In order to be able to process the traces of a XES event log that might not fit in the memory, or when a sample of a big log is needed, the usage of the XES trace-by-trace streaming importer helps to cope with the situation.

The importer can be used in a natural way, providing the path to the log:

from pm4py.streaming.importer.xes import importer as xes_importer

streaming_log_object = xes_importer.apply("C:/running-example.xes", variant=xes_importer.Variants.XES_TRACE_STREAM)

And it is possible to iterate over the traces of this log (that are read trace-by-trace):

for trace in streaming_log_object:
    print(trace)

Streaming Importer (XES – event-by-event)

In order to be able to process the events of a XES event log that might not fit in the memory, or when the sample of a big log is needed, the usage of the XES event-by-event streaming importer helps to cope with the situation. In this case, the single events inside the traces are picked during the iteration.

The importer can be used in a natural way, providing the path to the log:

from pm4py.streaming.importer.xes import importer as xes_importer

streaming_ev_object = xes_importer.apply("C:/running-example.xes", variant=xes_importer.Variants.XES_EVENT_STREAM)

And it is possible to iterate over the single events of this log (that are read during the iteration):

for event in streaming_ev_object:
    print(event)

Streaming Importer (CSV – event-by-event)
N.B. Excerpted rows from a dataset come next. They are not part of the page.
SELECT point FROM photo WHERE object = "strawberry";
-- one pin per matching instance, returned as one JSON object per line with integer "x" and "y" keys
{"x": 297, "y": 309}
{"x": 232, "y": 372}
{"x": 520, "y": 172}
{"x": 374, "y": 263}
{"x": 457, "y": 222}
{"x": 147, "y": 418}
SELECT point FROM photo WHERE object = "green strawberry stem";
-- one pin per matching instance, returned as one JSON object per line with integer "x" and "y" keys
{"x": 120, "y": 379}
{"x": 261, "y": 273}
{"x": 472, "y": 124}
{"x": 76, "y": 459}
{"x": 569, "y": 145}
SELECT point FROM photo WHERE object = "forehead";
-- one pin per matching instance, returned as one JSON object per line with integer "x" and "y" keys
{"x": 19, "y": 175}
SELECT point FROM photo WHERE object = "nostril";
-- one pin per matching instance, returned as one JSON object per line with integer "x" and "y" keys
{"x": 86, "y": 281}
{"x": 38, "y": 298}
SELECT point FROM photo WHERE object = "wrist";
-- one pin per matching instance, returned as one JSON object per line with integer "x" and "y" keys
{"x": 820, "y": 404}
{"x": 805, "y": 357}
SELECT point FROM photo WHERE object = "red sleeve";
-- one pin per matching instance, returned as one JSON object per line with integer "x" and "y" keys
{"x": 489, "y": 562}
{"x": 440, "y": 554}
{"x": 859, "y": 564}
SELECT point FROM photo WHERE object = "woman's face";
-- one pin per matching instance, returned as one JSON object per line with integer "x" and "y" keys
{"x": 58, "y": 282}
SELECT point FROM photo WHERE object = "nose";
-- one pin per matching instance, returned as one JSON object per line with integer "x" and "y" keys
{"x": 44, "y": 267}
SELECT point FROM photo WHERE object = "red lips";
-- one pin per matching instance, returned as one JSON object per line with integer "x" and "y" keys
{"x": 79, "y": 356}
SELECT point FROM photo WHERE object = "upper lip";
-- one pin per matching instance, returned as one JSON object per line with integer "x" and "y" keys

In order to be able to process the events of a CSV event log that might not fit in the memory, or when the sample of a big log is needed, Pandas might not be feasible. In this case, the single rows of the CSV file are parsed during the iteration.

The importer can be used in a natural way, providing the path to a CSV log:

from pm4py.streaming.importer.csv import importer as csv_importer
log_object = csv_importer.apply("C:/running-example.csv")

And it is possible to iterate over the single events of this log (that are read during the iteration):

for ev in log_object:
    print(ev)

.